Residents reject KZN fracking exploration
Concern about environmental damage
BUSINESS owners, environmental activists, farmers and rural dwellers have resoundingly rejected a proposal to explore for oil and gas in the Drakensberg, fearing it could lead to environmentally hazardous fracking activity across swathes of prime land in KwaZulu-Natal and the Free State.
This is according to Rhino Oil and Gas Exploration South Africa’s findings during public hearings as recorded in a Scoping Report for its application to explore for oil and gas that was released for public comment on Friday. The public has until February11 to submit comments regarding the application.
Rhino Oil and Gas Exploration South Africa, a subsidiary of US-based Rhino Resources Ltd, lodged an application with the Petroleum Agency of South Africa for an exploration right to search for potential sub-surface oil and gas deposits including, oil, gas, condensate, coal bed methane, helium and biogenic gas, over approximately 6000 properties, last month.
The exploration area includes just more than one million hectares of land extending from the Mooi River, Estcourt and Bergville areas up Van Reenen’s Pass to south of Memel in the Free State. It also extends west along the Lesotho border, past Phuthaditjhaba and Clarens and north-west beyond Bethlehem and Lindley.
According to the report “the proposed exploration work programme is restricted to desktop data review and the undertaking of an aerial survey. No stimulation, pressure testing, hydraulic fracturing or water abstraction is included in the proposed exploration work”.
Protected areas and residential properties had been excluded from the exploration right application area in terms of Section 48 of the Minerals and Petroleum Resources Development Act, the report noted. However, the list of affected properties includes farms and several hotels and resorts close to the protected Ukhahlamba Drakensberg Park.
The report says the firm received approximately 400 written comment submissions during the public participation process.
“The great majority of interested and affected parties are strongly opposed to all forms of oil and gas exploration, and to this application in particular. Overall, the public opposition makes for a very strong argument against the application and the process. It is evident that the primary driver of the opposition is concerns about future risks,” the report said.
The scoping report highlighted the main concerns being about the future risks to water, land, natural ecosystems and rural tourism economies that might arise from production if a resource is found. It also noted that the public had raised concerns about exploring for new hydrocarbon-based energy sources rather than developing renewable energy.
The report said the public had also expressed “concern that given the money involved, if any hydrocarbon resource is found, it will not be possible to stop production regardless of what the future Environmental Impact Assessment processes may indicate in terms of risk.
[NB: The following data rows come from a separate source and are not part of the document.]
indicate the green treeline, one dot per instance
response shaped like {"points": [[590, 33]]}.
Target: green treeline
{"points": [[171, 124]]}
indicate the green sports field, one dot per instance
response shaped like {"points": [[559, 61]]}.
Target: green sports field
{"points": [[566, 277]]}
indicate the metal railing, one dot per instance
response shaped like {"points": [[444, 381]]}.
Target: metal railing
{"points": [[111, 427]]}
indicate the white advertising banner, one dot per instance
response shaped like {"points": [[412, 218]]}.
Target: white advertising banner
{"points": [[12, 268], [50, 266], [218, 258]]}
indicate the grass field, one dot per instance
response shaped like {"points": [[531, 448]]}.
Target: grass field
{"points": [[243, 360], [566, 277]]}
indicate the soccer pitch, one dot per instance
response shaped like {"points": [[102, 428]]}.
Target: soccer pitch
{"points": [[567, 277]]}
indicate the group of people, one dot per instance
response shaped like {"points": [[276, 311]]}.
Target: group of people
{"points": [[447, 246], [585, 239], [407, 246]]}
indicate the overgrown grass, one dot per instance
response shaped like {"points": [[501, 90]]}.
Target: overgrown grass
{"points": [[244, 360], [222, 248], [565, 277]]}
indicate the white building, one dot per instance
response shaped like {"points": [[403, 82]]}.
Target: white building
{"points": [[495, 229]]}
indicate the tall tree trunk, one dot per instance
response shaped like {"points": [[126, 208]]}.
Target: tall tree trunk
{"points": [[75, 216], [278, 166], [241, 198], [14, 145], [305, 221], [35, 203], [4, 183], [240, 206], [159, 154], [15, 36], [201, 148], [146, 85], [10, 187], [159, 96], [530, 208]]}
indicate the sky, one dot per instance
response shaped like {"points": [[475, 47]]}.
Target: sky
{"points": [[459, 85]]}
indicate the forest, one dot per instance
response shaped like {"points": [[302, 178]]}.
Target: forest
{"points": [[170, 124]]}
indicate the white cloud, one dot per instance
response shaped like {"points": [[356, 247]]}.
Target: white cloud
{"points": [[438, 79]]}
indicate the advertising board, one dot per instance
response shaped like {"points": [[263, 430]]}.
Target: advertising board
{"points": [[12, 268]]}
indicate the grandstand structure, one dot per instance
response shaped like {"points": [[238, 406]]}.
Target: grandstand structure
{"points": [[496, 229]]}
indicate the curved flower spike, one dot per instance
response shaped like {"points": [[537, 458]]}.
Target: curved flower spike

Thus the only way to avoid such risks is to not open the door to such projects”.
However, the company responded to these concerns in the report saying that if any resources were found during exploration, a further application for extraction and production would have to be made, and this could be declined due to potential environmental risks.
Environmental justice organisation GroundWork campaign researcher Nevin Reddy said the NGO was opposed to the application .
“We cannot allow this to go ahead because exploration at this phase is with the intention to begin fracking. Every community we are working with in KwaZulu-Natal and in other parts of South Africa are totally against this,” Reddy said.
Janse Rabie, the head of natural resources at Agri SA, a federation of agricultural organisations representing 29000 farmers, said the organisation was investigating the matter.
“We are not sure about shale gas development and where the water is coming from and what is going to be done about dirty/contaminated water. The problem is that once an exploration right is granted, there is an automatic entitlement to (apply for and) be granted a production right,” he said.
A copy of the report can be downloaded at https://slrconsulting.com/za/slr-documents
We cannot allow this as exploration at this stage is with the intention to begin fracking.